A mixture of 12 g of 7-deacetyl-6- (3-dimethylaminopropionyl) phospholine, 35 mg of 4-dimethylaminopyridine, 48 ml of anhydrous pyridine and 5.9 ml of acetic anhydride was stirred at room temperature for 2 hours, and then 4 35 mg of dimethylaminopyridine was added. The mixture was stirred for 3 hours again, and after the reaction was completed, 5 ml of methanol was added to the reaction mixture, and the mixture was concentrated.

Claims (7)

(a) 1-acetyl-6- (3-dimethylaminopropionyl) forskolin represented by structural formula (II) by acetylating the hydroxy groups at positions 1 and 7 of the compound represented by structural formula (III) (B) 6- (3-dimethyl represented by formula (I) by selectively removing acetyl group at the 1-position of the compound of formula (II) in the presence of an amine represented by formula (IV) in a solvent.
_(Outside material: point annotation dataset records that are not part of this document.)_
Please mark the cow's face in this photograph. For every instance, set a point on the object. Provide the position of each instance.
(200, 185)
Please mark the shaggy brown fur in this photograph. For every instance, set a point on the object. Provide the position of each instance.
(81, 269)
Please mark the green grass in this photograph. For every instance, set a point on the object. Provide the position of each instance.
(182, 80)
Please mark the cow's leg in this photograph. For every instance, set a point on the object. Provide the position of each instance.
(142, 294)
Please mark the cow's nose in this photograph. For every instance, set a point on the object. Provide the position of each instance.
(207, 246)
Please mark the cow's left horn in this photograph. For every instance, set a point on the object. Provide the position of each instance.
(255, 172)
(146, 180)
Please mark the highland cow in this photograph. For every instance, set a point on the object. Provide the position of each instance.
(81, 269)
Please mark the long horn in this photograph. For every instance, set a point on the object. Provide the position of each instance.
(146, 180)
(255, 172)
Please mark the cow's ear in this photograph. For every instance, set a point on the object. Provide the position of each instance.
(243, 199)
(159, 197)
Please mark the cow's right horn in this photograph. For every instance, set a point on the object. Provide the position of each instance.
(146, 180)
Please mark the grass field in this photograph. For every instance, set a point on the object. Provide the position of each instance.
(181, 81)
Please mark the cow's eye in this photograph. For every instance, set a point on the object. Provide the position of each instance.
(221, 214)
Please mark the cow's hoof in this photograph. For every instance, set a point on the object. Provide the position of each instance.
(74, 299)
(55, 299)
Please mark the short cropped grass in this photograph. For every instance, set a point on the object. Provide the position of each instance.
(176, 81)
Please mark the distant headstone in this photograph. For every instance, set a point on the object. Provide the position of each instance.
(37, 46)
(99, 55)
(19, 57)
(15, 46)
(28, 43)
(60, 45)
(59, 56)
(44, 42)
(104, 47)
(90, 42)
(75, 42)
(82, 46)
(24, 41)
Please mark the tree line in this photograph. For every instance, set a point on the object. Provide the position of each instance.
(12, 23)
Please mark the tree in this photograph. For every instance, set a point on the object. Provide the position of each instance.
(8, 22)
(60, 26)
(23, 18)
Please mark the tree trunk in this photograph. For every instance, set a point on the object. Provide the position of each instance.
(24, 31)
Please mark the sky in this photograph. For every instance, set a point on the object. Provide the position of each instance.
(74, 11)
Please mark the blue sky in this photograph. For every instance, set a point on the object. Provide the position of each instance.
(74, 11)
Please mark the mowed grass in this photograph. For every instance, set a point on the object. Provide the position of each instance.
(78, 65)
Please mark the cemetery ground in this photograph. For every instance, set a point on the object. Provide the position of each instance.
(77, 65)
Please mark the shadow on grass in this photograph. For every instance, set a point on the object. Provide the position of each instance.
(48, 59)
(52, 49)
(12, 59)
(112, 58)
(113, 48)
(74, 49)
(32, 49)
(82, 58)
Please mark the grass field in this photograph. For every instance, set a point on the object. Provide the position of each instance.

Process for preparing 6- (3-dimethylaminopropionyl) phospholine in sequential steps to prepare aminopropionyl) phospholine In the above formula, Ac is an acetyl group, R ₁ is a hydrogen atom or a lower alkyl group of 1 to 6 carbon atoms, R ₂ is a lower alkyl group of 1 to 6 carbon atoms, an alkoxy alkyl group, an aminoalkyl group or Benzyl group. The process according to claim 1, wherein the amine represented by the formula (IV) is dimethylamine. The production method according to claim 1 or 2, wherein the amine represented by formula (IV) is used in an amount of 0.1 to 20 equivalents based on the compound represented by formula (II). The process according to claim 1 or 2, wherein the solvent is an alcohol or an ester. The process according to claim 1 or 2, wherein the solvent is methanol. The process according to claim 1 or 2, wherein the acetyl group is removed at 0 ° C to 80 ° C in step (b). (a) In the pyridine, the compound represented by formula (III) in the presence of 4-dimethylaminopyridine is treated with 2 to 8 moles of an acetylating agent per mole of the compound represented by formula (III) to give 1- Acetyl-6- (3-dimethylaminopropionyl) phospholine was prepared and (b) represented by structural formula (II) in the presence of 0.1 to 20 moles of dimethylamine per mole of compound represented by structural formula (III) in methanol. 6- (3-dimethylaminopropionyl), which is a sequential step of removing the acetyl group at position 1 of the compound to produce 6- (3-dimethylaminopropionyl) forskolin represented by formula (I). Forskolin preparation method. Ac is an acetyl group in the above formulas. 8. Structural formula (I) comprising the step of removing in the presence of dimethylamine in an acetyl group solvent at position 1 of 1-acetyl-6- (3-dimethylaminopropionyl) forskolin represented by group formula (II) 6- (3-dimethylaminopropionyl) phospholine production method represented by. Ac is an acetyl group in the above formula.